Level 2 vehicles, which can brake, steer and accelerate on their own but need a driver, are already on the road. How long before we see a Level 5 vehicle — and the full promise of driverless vehicles — is not yet clear, said Ken Grant, public and government affairs manager for AAA Mid-Atlantic.
“I think it’s coming faster than most people would expect,” he said. “Does that mean next year? No. Within 10 years? Maybe. Within 20 years? Probably.”
Imagine a car that is competent enough to drive itself, but still needs a human driver to step in every once in awhile. Expecting drivers to react quickly, especially when a car can drive itself most of the time, may be too much to expect.
“That’s kind of dicey,” Grant said of these Level 3 and 4 vehicles. “That’s one area of transition that’s going to be tricky.”
For this reason, some automakers, including Ford, have said they intend to skip over this level.
Technology, though, tends to change more quickly than behavior. It’s one thing to pick up an iPhone and another to change how you get to work every day. Even when self-driving cars are common, will ride-sharing follow suit?
DelDOT has asked the University of Delaware to investigate the state’s readiness for autonomous vehicles. The university’s April 2017 report is largely positive, suggesting the state already has an extensive telecom network and is planning new efforts to prepare the state for driverless vehicles.
Still, long-distance commutes are likely to increase, triggering more sprawl and environmental degradation, said Philip Barnes, a co-author of the report and an associate policy scientist in UD’s Institute for Public Administration.
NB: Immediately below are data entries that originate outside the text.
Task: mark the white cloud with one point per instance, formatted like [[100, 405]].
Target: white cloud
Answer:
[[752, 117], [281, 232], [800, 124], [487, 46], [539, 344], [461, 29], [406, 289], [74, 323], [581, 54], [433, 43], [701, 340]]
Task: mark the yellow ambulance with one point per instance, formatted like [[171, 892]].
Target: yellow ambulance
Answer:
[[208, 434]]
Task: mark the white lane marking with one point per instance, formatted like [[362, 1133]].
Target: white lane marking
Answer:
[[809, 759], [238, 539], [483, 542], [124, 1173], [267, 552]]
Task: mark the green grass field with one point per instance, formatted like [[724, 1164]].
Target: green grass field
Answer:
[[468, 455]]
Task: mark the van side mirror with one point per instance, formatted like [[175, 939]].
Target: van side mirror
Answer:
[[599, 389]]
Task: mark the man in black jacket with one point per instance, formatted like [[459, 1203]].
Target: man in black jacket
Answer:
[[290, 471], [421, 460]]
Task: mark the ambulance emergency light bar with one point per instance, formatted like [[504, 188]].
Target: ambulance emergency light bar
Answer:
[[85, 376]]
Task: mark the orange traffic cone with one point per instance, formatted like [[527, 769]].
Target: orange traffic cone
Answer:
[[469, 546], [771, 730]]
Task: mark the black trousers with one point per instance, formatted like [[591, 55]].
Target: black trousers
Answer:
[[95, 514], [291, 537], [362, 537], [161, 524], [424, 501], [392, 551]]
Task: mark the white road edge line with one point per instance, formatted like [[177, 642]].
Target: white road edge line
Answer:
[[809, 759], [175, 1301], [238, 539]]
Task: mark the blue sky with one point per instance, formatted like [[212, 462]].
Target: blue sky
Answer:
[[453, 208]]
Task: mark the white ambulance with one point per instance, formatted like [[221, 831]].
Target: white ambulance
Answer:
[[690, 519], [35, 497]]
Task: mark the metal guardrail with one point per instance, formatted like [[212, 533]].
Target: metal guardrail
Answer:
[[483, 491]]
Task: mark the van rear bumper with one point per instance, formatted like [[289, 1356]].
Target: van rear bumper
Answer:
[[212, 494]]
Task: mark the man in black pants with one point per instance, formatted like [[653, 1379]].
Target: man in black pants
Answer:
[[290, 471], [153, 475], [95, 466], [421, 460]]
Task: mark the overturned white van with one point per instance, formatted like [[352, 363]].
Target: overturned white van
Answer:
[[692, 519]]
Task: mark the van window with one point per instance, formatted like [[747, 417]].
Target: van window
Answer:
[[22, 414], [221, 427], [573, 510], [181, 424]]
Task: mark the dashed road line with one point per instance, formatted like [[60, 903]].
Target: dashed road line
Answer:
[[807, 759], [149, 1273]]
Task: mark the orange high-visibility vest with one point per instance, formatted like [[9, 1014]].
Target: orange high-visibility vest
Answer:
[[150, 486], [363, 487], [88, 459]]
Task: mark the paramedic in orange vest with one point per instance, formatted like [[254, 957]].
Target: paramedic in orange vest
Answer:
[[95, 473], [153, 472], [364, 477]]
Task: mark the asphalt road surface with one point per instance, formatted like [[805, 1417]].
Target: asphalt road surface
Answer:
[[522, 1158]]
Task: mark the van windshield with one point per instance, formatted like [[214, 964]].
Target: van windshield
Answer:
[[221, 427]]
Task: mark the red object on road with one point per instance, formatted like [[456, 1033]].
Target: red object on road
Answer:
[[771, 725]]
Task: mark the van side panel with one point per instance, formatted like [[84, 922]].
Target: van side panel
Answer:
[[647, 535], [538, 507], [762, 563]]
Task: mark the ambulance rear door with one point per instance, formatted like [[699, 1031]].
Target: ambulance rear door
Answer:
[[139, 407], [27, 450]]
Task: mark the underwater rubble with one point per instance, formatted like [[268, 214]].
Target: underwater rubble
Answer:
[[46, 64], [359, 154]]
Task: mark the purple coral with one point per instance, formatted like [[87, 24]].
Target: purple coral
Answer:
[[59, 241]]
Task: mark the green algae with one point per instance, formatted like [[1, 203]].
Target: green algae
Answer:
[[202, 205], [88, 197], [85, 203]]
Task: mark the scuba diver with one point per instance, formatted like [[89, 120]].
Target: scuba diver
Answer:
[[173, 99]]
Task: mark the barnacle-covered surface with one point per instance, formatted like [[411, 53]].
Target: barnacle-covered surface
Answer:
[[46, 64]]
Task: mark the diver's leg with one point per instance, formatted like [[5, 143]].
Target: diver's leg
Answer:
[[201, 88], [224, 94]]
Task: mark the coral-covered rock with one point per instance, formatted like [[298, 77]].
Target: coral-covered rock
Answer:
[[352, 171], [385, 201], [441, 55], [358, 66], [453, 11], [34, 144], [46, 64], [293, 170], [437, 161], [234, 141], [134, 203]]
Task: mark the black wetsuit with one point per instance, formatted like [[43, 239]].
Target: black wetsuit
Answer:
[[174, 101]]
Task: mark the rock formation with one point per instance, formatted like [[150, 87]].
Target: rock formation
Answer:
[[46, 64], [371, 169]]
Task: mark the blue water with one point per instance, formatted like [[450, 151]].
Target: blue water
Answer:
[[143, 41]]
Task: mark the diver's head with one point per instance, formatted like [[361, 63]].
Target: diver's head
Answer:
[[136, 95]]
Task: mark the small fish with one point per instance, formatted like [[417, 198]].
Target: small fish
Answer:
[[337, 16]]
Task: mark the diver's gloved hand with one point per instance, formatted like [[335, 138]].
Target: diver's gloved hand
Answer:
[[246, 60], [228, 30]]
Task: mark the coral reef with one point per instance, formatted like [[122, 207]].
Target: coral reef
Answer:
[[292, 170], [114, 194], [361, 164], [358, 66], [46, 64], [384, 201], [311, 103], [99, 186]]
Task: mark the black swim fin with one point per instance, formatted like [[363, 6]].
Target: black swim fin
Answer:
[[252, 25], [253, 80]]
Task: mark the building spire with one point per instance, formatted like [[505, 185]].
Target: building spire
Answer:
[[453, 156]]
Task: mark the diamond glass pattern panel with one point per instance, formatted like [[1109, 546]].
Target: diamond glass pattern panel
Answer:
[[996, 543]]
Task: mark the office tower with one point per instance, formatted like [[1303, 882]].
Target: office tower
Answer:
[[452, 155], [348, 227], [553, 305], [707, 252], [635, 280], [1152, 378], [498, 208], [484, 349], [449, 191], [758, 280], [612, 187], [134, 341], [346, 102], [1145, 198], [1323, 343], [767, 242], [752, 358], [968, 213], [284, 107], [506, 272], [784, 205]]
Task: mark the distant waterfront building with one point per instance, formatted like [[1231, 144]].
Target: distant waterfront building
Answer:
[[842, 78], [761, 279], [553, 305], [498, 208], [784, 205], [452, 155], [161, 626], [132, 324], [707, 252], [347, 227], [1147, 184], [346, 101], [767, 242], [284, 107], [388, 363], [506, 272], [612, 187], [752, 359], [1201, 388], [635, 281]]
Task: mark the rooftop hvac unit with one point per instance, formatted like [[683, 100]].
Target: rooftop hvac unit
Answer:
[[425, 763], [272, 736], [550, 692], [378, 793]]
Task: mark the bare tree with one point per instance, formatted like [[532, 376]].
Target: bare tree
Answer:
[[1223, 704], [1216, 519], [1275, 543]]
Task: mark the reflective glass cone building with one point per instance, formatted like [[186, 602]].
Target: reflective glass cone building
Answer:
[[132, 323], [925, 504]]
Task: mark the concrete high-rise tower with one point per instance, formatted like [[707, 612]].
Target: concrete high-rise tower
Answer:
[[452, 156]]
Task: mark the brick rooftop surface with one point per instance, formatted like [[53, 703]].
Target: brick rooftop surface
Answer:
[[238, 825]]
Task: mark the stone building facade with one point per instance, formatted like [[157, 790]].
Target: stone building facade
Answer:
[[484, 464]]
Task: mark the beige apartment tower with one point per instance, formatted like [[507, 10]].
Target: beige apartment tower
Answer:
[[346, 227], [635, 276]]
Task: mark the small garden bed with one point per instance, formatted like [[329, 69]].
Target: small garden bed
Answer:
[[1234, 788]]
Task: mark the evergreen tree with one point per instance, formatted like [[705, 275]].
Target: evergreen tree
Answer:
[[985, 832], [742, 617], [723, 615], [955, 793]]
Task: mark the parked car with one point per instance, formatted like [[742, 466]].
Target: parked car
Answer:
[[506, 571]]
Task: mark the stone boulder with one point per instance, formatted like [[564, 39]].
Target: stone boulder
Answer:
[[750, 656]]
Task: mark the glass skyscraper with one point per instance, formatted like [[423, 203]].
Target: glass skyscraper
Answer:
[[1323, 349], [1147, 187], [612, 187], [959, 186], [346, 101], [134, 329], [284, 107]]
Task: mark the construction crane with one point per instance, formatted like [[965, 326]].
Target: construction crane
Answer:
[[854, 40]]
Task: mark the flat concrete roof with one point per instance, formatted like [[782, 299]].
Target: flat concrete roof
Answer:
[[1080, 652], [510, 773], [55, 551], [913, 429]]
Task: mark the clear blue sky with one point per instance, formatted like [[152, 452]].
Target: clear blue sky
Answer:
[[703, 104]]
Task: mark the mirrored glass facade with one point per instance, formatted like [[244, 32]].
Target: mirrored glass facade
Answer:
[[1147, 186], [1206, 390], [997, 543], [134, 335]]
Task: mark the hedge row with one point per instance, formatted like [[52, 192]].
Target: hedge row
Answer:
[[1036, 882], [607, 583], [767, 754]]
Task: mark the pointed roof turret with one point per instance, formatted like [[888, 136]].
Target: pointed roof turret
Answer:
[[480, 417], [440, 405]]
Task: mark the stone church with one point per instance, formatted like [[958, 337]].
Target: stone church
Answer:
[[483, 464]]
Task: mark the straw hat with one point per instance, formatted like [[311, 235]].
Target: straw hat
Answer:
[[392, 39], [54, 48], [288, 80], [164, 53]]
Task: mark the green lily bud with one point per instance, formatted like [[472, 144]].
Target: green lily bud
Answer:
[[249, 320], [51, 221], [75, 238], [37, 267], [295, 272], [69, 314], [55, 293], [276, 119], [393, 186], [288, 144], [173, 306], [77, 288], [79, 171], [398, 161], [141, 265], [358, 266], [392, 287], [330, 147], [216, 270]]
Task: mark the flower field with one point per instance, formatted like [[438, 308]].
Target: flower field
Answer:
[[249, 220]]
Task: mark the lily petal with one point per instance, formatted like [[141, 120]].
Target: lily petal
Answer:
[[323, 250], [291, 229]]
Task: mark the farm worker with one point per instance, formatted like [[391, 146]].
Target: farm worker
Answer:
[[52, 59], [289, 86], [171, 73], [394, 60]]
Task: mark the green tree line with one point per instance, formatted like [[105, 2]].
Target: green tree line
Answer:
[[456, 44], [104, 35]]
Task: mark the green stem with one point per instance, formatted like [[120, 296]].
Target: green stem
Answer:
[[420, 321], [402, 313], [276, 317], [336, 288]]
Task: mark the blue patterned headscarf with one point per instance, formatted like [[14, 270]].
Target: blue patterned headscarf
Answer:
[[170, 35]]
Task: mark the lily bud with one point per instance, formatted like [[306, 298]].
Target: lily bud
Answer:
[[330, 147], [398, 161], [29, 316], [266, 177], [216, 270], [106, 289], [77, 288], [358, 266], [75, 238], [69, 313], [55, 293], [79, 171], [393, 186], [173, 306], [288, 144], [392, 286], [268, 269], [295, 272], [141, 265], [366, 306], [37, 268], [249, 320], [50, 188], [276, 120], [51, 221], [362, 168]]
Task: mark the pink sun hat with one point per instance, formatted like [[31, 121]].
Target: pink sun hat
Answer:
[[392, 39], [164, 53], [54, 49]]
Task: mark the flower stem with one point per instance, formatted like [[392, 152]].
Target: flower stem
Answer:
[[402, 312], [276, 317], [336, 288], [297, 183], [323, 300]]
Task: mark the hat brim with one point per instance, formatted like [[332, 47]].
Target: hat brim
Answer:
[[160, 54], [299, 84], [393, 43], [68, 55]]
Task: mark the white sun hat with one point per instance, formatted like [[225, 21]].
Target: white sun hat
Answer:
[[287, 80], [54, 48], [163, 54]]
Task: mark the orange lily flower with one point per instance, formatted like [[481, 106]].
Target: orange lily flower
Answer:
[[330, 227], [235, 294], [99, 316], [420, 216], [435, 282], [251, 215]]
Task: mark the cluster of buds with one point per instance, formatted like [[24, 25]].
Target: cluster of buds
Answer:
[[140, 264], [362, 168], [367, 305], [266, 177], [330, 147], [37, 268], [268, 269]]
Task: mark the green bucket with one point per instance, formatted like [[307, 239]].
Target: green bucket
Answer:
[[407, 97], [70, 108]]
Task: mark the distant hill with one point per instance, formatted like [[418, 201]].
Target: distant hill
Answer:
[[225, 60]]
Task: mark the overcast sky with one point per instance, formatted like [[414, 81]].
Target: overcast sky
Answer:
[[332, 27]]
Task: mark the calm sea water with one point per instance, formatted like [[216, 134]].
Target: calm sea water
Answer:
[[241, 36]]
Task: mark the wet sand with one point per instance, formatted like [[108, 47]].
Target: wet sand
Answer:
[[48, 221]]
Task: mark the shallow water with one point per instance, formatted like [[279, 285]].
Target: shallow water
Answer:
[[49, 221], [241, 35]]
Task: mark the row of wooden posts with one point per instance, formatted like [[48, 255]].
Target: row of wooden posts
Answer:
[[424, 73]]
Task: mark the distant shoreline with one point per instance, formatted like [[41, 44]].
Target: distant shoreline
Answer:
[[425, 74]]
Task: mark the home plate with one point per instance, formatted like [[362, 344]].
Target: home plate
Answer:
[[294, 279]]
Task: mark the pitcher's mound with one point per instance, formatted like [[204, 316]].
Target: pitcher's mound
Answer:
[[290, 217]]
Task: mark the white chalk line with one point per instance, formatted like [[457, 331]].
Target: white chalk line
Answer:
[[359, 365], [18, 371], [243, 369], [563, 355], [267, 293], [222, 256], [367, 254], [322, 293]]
“The real, real question here is how’re we going to pay for all this,” he said. “This is not going to be cheap.”
Paying by the mile
As drivers move to more fuel-efficient vehicles, hybrids and electrics, they save gas money but cut down on the Delaware’s 23-cents-a-gallon gas tax.
Delaware is one of many states part of a “huge policy discussion around implementation of mileage-based user fee,” said Barnes of UD.
Grant, with AAA, is a part of DelDOT’s trial run to charge residents based on how many miles they drive instead of how much gas they use. At the end of the month, the device tells him how many miles in each state he drove and receives an informational “bill” (the pilot is not actually collecting money) that deducts the gas taxes he paid.
“It doesn’t say exactly how many trips I’ve taken to Dunkin Donuts, which I’m glad of because my wife doesn’t get to see that,”Grant said, joking.
A 2018 WILMAPCO survey found that 74 percent of residents of Cecil and New Castle counties did not support paying by the mile.
Cohan said there are two major misunderstandings about a mileage-based fee. First, people think their location is being tracked in real time, though the state merely collects information once a month. Second, people think the tax will be in addition to the gas tax, rather than instead of it.
Robert Perkins, a Wilmington business executive who leads the Delaware Business Roundtable, said it’s too early to tell whether the mileage-based tax is the right answer.
“I think most people believe the gas tax is an equitable way to fund transportation, but it’s very wise for the state to look at other ways to pay for infrastructure needs,” he said.
Barnes thinks most people will support a mileage-based fee if it’s explained clearly to them, but there is always a Plan B.
“When our potholes don’t get filled, when bridges crumble,” he said, people will take notice.
That said, predictions about new taxes or automated vehicles should be taken with skepticism, Barnes said. “It’s crystal ball gazing and anyone who says they know for certain is not being honest with themselves.”
Regardless of whether drivers can be persuaded to adopt new ways of getting around, Foreman, the business leader, said there will be opportunities.
“What I like about Delaware is that we’re small enough that I don’t think the solutions will daunt us,” he said. “Our small scale gives us connectedness and an ability to dialogue that bodes well for our future.”